It's very good relationship evidence, if you play your cards right. If you don't, it can lead to all sort of trouble.

Sent from my iPhone using Australia


----------



## aussiesteve (Mar 16, 2012)

Arabella said:


> My partner signed up to Centrelink in November 2012, well before we were living together. He has been claiming AuStudy, rent assistance and maybe it includes energy subsidies but he's not really sure. It's all tied into the fact he's a student claiming AuStudy
> 
> He had to ring up to reactivate his Centrelink in February/March when he started his final year of uni. He wasn't asked whether he was in a relationship at this time and it didn't occur to him to mention it. He was probably still looking for our flat at this time. He didn't move in until 12th March and I got here on the 26th (or thereabouts). I didn't have any sort of consistent work til May but have been working for the last six months. He has worked part time during this period and Centrelink know that he has been working.
> 
> ...


Hi
Here is a link to the Centrelink site where they talk about partners income, and how much payments will be reduced.
http://www.humanservices.gov.au/cus...bstudy/income-and-assets-test-for-abstudy#a10
As far as you visa application goes I would suggest you consult with a Registered Migration Agent to develop a strategy to deal with the inconsistency.


----------



## Australia2USA (Nov 15, 2015)

J&F said:


> Sure, I receive a Disability Support Pension however I do work part time which reduces the pension payments accordingly.
> 
> Section 24 is for people who rely on benefits for their main source of income and, in our position where my husband has no income and is not able to receive any benefit, s.24 is put in place so that my income remains at the single rate and I am treated as a single person even though it is noted that I am married and states my husband's full name.
> 
> ...


Thank you so muchh for that info, I'm going to right some welfare rights place i found online and see if i qualify, thank you again.


----------



## Arabella (Sep 18, 2015)

aussiesteve said:


> Hi
> Here is a link to the Centrelink site where they talk about partners income, and how much payments will be reduced.
> Income and assets test for ABSTUDY - Department of Human Services
> As far as you visa application goes I would suggest you consult with a Registered Migration Agent to develop a strategy to deal with the inconsistency.

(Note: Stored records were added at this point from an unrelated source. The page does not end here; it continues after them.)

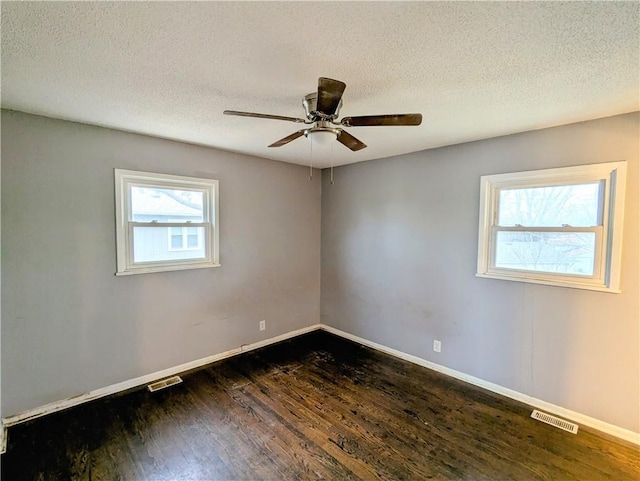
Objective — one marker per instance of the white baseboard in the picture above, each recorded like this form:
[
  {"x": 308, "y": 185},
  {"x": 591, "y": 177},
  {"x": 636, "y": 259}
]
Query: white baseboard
[
  {"x": 594, "y": 423},
  {"x": 138, "y": 381},
  {"x": 579, "y": 418}
]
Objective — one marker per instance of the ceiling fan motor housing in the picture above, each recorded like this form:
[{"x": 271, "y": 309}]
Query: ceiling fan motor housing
[{"x": 310, "y": 104}]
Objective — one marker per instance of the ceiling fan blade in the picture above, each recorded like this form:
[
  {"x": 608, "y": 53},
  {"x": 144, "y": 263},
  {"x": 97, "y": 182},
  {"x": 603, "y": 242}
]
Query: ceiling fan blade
[
  {"x": 329, "y": 95},
  {"x": 392, "y": 119},
  {"x": 288, "y": 139},
  {"x": 345, "y": 138},
  {"x": 263, "y": 116}
]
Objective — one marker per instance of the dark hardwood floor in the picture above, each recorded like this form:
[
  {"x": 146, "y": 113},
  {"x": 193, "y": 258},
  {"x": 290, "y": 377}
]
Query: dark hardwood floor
[{"x": 315, "y": 407}]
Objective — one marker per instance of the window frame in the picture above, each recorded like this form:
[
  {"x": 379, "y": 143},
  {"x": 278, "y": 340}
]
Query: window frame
[
  {"x": 608, "y": 234},
  {"x": 124, "y": 180}
]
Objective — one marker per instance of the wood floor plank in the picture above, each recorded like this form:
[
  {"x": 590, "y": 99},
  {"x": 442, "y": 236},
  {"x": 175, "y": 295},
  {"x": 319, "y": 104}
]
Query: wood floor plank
[{"x": 315, "y": 407}]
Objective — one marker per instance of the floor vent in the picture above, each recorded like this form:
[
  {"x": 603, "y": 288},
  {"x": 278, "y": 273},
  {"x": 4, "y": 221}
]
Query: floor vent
[
  {"x": 554, "y": 421},
  {"x": 164, "y": 383}
]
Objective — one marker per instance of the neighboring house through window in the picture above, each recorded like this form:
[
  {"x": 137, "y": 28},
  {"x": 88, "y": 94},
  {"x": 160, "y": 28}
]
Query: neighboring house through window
[
  {"x": 556, "y": 226},
  {"x": 165, "y": 222}
]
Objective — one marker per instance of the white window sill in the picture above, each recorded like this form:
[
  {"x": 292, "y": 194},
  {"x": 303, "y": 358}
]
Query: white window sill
[
  {"x": 549, "y": 282},
  {"x": 177, "y": 267}
]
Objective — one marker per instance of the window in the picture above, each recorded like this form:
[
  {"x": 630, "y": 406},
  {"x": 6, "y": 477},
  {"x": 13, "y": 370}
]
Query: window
[
  {"x": 558, "y": 226},
  {"x": 165, "y": 222}
]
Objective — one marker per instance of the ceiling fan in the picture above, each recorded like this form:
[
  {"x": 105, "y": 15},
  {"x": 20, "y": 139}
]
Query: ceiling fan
[{"x": 322, "y": 109}]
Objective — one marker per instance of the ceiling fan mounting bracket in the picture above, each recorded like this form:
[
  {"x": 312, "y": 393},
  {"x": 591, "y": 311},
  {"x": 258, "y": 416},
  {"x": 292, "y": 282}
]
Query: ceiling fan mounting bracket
[{"x": 310, "y": 104}]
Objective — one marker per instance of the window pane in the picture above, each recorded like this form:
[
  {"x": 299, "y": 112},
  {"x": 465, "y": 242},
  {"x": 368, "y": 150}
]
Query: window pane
[
  {"x": 150, "y": 245},
  {"x": 166, "y": 205},
  {"x": 192, "y": 241},
  {"x": 556, "y": 252},
  {"x": 575, "y": 205},
  {"x": 176, "y": 241}
]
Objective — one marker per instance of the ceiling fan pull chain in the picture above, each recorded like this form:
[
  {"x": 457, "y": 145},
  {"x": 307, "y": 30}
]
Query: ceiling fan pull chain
[
  {"x": 311, "y": 161},
  {"x": 331, "y": 164}
]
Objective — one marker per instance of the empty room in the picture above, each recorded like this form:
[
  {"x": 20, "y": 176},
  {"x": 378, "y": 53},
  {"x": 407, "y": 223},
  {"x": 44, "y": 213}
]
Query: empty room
[{"x": 320, "y": 240}]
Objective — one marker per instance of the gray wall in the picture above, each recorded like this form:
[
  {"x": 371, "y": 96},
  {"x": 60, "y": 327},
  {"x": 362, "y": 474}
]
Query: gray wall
[
  {"x": 399, "y": 249},
  {"x": 69, "y": 325}
]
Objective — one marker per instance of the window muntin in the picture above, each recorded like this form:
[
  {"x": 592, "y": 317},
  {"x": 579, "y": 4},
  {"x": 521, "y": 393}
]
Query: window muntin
[
  {"x": 165, "y": 222},
  {"x": 556, "y": 226}
]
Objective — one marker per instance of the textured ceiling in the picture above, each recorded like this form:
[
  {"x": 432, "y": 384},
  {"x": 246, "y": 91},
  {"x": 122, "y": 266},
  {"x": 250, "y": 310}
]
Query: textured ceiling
[{"x": 474, "y": 70}]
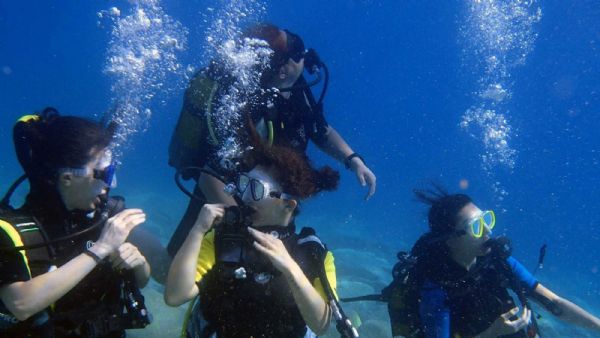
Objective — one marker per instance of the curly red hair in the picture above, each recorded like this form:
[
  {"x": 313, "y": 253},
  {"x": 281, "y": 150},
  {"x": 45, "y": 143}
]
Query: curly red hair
[{"x": 294, "y": 171}]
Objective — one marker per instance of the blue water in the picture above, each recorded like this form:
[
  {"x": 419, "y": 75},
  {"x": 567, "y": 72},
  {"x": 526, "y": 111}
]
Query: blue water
[{"x": 402, "y": 77}]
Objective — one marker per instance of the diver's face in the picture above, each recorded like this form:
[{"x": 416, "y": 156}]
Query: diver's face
[
  {"x": 82, "y": 192},
  {"x": 269, "y": 210},
  {"x": 291, "y": 71},
  {"x": 465, "y": 241}
]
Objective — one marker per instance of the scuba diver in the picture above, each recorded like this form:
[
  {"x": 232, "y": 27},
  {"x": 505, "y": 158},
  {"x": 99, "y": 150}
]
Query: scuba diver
[
  {"x": 66, "y": 269},
  {"x": 455, "y": 281},
  {"x": 287, "y": 115},
  {"x": 254, "y": 275}
]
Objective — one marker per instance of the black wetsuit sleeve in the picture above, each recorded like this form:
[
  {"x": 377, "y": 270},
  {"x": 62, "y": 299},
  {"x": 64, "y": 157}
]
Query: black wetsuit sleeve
[{"x": 12, "y": 263}]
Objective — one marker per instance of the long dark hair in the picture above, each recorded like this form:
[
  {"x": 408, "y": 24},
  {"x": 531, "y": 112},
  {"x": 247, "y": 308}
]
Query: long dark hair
[
  {"x": 431, "y": 247},
  {"x": 46, "y": 142}
]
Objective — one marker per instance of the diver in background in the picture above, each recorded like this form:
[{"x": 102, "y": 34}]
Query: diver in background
[
  {"x": 290, "y": 118},
  {"x": 459, "y": 282},
  {"x": 66, "y": 269},
  {"x": 272, "y": 287}
]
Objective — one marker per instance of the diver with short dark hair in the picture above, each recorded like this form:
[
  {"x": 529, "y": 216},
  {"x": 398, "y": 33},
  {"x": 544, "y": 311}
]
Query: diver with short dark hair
[
  {"x": 66, "y": 269},
  {"x": 458, "y": 283},
  {"x": 288, "y": 116},
  {"x": 255, "y": 276}
]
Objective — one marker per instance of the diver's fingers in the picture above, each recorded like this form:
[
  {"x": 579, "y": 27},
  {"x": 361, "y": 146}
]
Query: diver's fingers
[
  {"x": 262, "y": 249},
  {"x": 361, "y": 178},
  {"x": 522, "y": 321},
  {"x": 372, "y": 187},
  {"x": 261, "y": 237},
  {"x": 506, "y": 316}
]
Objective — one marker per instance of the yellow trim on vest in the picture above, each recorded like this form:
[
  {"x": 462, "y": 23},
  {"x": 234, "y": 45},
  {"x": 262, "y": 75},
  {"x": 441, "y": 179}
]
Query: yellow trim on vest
[
  {"x": 16, "y": 238},
  {"x": 331, "y": 278},
  {"x": 28, "y": 118},
  {"x": 211, "y": 130},
  {"x": 271, "y": 133},
  {"x": 206, "y": 257}
]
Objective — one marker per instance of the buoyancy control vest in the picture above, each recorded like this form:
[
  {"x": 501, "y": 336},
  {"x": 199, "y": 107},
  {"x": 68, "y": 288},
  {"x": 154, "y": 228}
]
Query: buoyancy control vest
[
  {"x": 260, "y": 304},
  {"x": 195, "y": 138},
  {"x": 94, "y": 307},
  {"x": 476, "y": 299}
]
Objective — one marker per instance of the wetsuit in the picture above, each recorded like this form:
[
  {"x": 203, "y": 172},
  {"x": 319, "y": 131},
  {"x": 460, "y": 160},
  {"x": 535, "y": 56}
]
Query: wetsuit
[
  {"x": 93, "y": 308},
  {"x": 295, "y": 121},
  {"x": 453, "y": 302},
  {"x": 253, "y": 306}
]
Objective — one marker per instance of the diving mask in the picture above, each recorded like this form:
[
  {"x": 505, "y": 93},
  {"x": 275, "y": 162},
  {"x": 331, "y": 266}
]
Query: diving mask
[
  {"x": 485, "y": 219},
  {"x": 104, "y": 171},
  {"x": 295, "y": 49},
  {"x": 256, "y": 189}
]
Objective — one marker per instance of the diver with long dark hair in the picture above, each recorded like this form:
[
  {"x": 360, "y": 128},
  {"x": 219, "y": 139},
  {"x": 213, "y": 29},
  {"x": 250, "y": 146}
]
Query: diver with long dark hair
[
  {"x": 66, "y": 269},
  {"x": 255, "y": 276},
  {"x": 456, "y": 279}
]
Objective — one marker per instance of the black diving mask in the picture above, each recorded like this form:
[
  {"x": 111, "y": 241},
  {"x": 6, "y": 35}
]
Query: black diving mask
[{"x": 295, "y": 49}]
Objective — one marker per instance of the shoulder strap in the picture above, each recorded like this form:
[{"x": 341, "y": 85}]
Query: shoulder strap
[{"x": 25, "y": 231}]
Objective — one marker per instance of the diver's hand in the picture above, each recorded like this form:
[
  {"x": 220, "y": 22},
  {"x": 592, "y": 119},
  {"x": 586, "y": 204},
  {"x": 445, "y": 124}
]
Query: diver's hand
[
  {"x": 364, "y": 175},
  {"x": 116, "y": 230},
  {"x": 127, "y": 257},
  {"x": 504, "y": 325},
  {"x": 209, "y": 215},
  {"x": 274, "y": 249}
]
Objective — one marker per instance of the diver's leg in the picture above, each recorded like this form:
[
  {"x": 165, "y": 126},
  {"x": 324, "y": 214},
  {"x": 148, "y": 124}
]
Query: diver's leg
[{"x": 186, "y": 223}]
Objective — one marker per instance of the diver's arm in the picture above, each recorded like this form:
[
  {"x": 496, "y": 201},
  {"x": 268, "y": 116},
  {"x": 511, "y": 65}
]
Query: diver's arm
[
  {"x": 564, "y": 309},
  {"x": 315, "y": 312},
  {"x": 24, "y": 299},
  {"x": 181, "y": 286},
  {"x": 212, "y": 188},
  {"x": 181, "y": 280},
  {"x": 335, "y": 146},
  {"x": 313, "y": 308},
  {"x": 142, "y": 274}
]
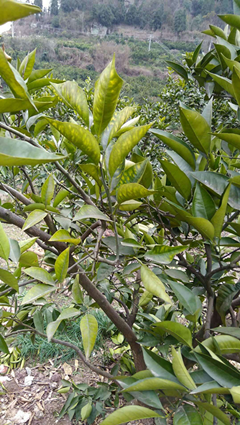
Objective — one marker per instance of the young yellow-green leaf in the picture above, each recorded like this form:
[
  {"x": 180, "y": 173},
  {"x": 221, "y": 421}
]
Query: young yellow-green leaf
[
  {"x": 64, "y": 236},
  {"x": 4, "y": 244},
  {"x": 133, "y": 174},
  {"x": 196, "y": 129},
  {"x": 178, "y": 69},
  {"x": 232, "y": 20},
  {"x": 188, "y": 299},
  {"x": 28, "y": 259},
  {"x": 153, "y": 284},
  {"x": 129, "y": 191},
  {"x": 8, "y": 279},
  {"x": 38, "y": 73},
  {"x": 12, "y": 10},
  {"x": 33, "y": 218},
  {"x": 124, "y": 145},
  {"x": 61, "y": 265},
  {"x": 14, "y": 105},
  {"x": 180, "y": 370},
  {"x": 154, "y": 384},
  {"x": 203, "y": 204},
  {"x": 40, "y": 274},
  {"x": 187, "y": 415},
  {"x": 130, "y": 205},
  {"x": 27, "y": 65},
  {"x": 12, "y": 77},
  {"x": 80, "y": 137},
  {"x": 179, "y": 331},
  {"x": 129, "y": 413},
  {"x": 89, "y": 330},
  {"x": 218, "y": 218},
  {"x": 76, "y": 291},
  {"x": 74, "y": 97},
  {"x": 17, "y": 152},
  {"x": 106, "y": 95},
  {"x": 86, "y": 411},
  {"x": 227, "y": 344},
  {"x": 235, "y": 393},
  {"x": 118, "y": 119},
  {"x": 26, "y": 244},
  {"x": 90, "y": 211},
  {"x": 215, "y": 411},
  {"x": 178, "y": 145},
  {"x": 3, "y": 345},
  {"x": 178, "y": 178},
  {"x": 52, "y": 327},
  {"x": 37, "y": 291},
  {"x": 48, "y": 190},
  {"x": 204, "y": 226},
  {"x": 162, "y": 254},
  {"x": 93, "y": 171},
  {"x": 145, "y": 299},
  {"x": 62, "y": 194},
  {"x": 224, "y": 82},
  {"x": 236, "y": 83}
]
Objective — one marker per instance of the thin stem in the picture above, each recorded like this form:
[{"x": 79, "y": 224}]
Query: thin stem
[
  {"x": 209, "y": 316},
  {"x": 111, "y": 211},
  {"x": 72, "y": 346},
  {"x": 28, "y": 282},
  {"x": 28, "y": 179},
  {"x": 85, "y": 197}
]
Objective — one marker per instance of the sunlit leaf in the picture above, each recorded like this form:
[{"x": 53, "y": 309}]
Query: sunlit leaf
[
  {"x": 106, "y": 95},
  {"x": 4, "y": 244},
  {"x": 196, "y": 129},
  {"x": 130, "y": 191},
  {"x": 33, "y": 218},
  {"x": 61, "y": 265},
  {"x": 129, "y": 413},
  {"x": 153, "y": 284},
  {"x": 8, "y": 279},
  {"x": 37, "y": 291},
  {"x": 89, "y": 330},
  {"x": 179, "y": 331},
  {"x": 64, "y": 236},
  {"x": 124, "y": 145},
  {"x": 40, "y": 274},
  {"x": 19, "y": 152},
  {"x": 90, "y": 211},
  {"x": 80, "y": 137},
  {"x": 180, "y": 370},
  {"x": 74, "y": 97}
]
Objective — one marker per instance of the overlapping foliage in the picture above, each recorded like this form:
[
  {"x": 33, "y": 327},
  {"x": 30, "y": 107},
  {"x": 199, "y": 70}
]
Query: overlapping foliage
[{"x": 158, "y": 253}]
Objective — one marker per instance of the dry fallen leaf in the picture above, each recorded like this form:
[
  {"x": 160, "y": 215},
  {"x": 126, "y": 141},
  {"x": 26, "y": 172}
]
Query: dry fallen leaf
[
  {"x": 21, "y": 417},
  {"x": 67, "y": 369},
  {"x": 3, "y": 369}
]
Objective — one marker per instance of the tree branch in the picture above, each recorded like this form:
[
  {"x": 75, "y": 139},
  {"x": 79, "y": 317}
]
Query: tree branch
[{"x": 72, "y": 346}]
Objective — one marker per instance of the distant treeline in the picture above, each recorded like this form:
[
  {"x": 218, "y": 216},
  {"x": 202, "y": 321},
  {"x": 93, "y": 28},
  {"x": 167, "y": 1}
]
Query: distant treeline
[{"x": 178, "y": 15}]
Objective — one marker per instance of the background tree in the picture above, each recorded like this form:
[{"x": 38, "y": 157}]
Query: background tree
[
  {"x": 180, "y": 21},
  {"x": 54, "y": 7}
]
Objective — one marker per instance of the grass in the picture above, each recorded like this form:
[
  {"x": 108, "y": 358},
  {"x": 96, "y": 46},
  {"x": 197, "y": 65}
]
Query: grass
[{"x": 42, "y": 350}]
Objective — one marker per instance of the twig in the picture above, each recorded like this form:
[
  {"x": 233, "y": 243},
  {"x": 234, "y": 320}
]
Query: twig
[
  {"x": 72, "y": 346},
  {"x": 209, "y": 316},
  {"x": 20, "y": 286}
]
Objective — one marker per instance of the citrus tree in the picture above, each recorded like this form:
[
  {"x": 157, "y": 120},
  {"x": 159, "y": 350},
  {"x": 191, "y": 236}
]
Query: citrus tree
[{"x": 158, "y": 253}]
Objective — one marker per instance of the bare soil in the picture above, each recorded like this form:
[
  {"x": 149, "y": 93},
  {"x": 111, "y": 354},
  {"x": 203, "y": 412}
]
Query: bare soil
[{"x": 29, "y": 395}]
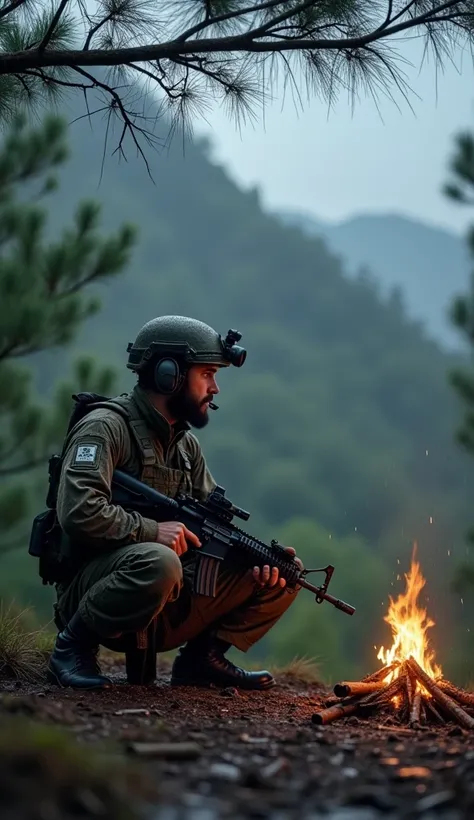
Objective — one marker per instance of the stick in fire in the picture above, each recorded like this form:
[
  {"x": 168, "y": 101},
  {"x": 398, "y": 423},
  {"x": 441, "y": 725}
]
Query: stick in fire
[
  {"x": 409, "y": 683},
  {"x": 211, "y": 521}
]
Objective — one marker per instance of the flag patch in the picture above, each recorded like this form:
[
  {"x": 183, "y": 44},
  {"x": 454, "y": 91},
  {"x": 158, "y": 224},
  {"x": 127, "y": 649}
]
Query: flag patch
[{"x": 85, "y": 454}]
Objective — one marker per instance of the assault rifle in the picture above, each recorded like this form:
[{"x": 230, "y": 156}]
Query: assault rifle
[{"x": 211, "y": 521}]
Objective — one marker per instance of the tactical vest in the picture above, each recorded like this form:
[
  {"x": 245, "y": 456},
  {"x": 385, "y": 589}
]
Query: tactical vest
[{"x": 154, "y": 472}]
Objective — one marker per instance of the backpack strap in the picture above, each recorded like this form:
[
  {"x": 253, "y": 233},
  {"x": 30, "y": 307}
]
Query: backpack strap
[{"x": 136, "y": 425}]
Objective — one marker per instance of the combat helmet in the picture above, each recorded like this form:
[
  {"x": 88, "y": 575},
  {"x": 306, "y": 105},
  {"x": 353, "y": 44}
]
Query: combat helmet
[{"x": 186, "y": 340}]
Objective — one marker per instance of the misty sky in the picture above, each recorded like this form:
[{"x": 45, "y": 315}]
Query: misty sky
[{"x": 339, "y": 164}]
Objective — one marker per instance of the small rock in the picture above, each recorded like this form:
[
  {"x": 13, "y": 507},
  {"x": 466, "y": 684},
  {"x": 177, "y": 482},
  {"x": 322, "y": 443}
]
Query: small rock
[
  {"x": 415, "y": 772},
  {"x": 349, "y": 772},
  {"x": 225, "y": 771},
  {"x": 435, "y": 801},
  {"x": 229, "y": 692},
  {"x": 171, "y": 751},
  {"x": 122, "y": 712},
  {"x": 374, "y": 798}
]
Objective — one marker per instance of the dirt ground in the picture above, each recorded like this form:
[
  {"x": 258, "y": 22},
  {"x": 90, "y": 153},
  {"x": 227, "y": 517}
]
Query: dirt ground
[{"x": 251, "y": 755}]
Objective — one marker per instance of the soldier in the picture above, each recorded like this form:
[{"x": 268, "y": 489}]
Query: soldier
[{"x": 129, "y": 585}]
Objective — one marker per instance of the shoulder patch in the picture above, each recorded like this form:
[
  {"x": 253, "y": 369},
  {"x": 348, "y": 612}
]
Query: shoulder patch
[{"x": 86, "y": 455}]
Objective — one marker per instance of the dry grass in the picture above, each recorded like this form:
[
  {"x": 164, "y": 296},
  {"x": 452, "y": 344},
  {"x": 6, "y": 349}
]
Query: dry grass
[
  {"x": 22, "y": 650},
  {"x": 299, "y": 670}
]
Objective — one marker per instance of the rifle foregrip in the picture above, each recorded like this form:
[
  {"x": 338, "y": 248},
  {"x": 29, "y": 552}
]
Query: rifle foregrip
[{"x": 263, "y": 554}]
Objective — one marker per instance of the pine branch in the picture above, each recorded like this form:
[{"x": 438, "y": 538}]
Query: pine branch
[
  {"x": 53, "y": 25},
  {"x": 187, "y": 56}
]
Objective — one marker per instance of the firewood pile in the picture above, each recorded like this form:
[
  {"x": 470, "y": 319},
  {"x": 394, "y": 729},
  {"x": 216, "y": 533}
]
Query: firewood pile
[{"x": 412, "y": 695}]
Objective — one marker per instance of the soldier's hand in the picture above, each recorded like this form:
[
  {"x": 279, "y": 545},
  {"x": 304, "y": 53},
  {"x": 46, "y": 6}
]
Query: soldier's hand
[
  {"x": 175, "y": 535},
  {"x": 271, "y": 577}
]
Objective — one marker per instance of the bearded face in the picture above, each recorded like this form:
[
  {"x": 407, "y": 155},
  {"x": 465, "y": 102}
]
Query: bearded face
[{"x": 191, "y": 403}]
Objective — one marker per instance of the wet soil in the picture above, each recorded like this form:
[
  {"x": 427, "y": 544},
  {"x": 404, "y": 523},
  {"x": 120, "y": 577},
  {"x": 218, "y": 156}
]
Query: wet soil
[{"x": 229, "y": 754}]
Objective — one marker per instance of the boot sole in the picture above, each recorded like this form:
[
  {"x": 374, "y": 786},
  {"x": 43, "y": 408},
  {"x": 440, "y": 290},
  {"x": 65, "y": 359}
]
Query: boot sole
[{"x": 51, "y": 677}]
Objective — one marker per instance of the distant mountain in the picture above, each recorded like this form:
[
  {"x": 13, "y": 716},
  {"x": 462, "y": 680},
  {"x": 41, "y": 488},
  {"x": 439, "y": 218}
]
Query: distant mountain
[{"x": 429, "y": 264}]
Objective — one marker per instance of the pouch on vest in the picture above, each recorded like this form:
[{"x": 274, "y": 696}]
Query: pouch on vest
[{"x": 46, "y": 533}]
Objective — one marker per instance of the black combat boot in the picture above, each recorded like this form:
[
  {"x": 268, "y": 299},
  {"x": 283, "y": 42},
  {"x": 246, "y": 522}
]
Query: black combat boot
[
  {"x": 201, "y": 663},
  {"x": 74, "y": 658}
]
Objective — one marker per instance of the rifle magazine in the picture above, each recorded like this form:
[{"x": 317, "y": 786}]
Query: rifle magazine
[{"x": 205, "y": 576}]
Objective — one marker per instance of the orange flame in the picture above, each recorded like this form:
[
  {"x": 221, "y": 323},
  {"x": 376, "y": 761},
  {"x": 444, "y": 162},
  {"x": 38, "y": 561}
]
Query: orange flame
[{"x": 409, "y": 624}]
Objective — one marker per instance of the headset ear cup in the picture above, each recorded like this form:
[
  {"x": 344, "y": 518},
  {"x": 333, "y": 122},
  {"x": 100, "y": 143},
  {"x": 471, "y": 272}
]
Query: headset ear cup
[{"x": 167, "y": 376}]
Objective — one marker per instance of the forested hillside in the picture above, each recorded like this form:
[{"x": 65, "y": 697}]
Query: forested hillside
[{"x": 337, "y": 435}]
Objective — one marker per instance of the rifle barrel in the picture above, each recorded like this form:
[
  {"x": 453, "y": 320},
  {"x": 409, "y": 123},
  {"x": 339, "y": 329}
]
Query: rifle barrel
[{"x": 347, "y": 608}]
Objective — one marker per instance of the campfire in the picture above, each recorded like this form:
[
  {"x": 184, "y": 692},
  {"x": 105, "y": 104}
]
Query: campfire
[{"x": 410, "y": 685}]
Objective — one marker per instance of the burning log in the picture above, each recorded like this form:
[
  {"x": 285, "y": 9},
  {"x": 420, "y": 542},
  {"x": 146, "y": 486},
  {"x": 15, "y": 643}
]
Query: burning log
[
  {"x": 381, "y": 674},
  {"x": 431, "y": 711},
  {"x": 467, "y": 698},
  {"x": 338, "y": 710},
  {"x": 415, "y": 711},
  {"x": 454, "y": 709},
  {"x": 417, "y": 693}
]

Is this really likely to affect our application? The other evidence we have I feel is pretty solid and we will be married when we apply.


----------



## JandE (Jul 17, 2015)

Get it sorted with Centrelink ASAP so they know it was a genuine mistake. That way it should not be too big a problem.
If they think anything was done on purpose to defraud the country, then it could be a problem all round.


----------



## aussiesteve (Mar 16, 2012)

Arabella said:


> Is this really likely to affect our application? The other evidence we have I feel is pretty solid and we will be married when we apply.


Your problem is that to one government department (the DIBP) you are claiming to have been in a defacto relationship for 12 months, however to another government department (Centrelink ) you are single, and these departments are known to share information. 
As another poster has suggested sort it out ASAP with Centrelink as they may be easier to deal with and any amounts overpaid and penalties if any maybe able to be paid out of future payments.


----------



## Mish (Jan 13, 2013)

Arabella said:


> Is this really likely to affect our application? The other evidence we have I feel is pretty solid and we will be married when we apply.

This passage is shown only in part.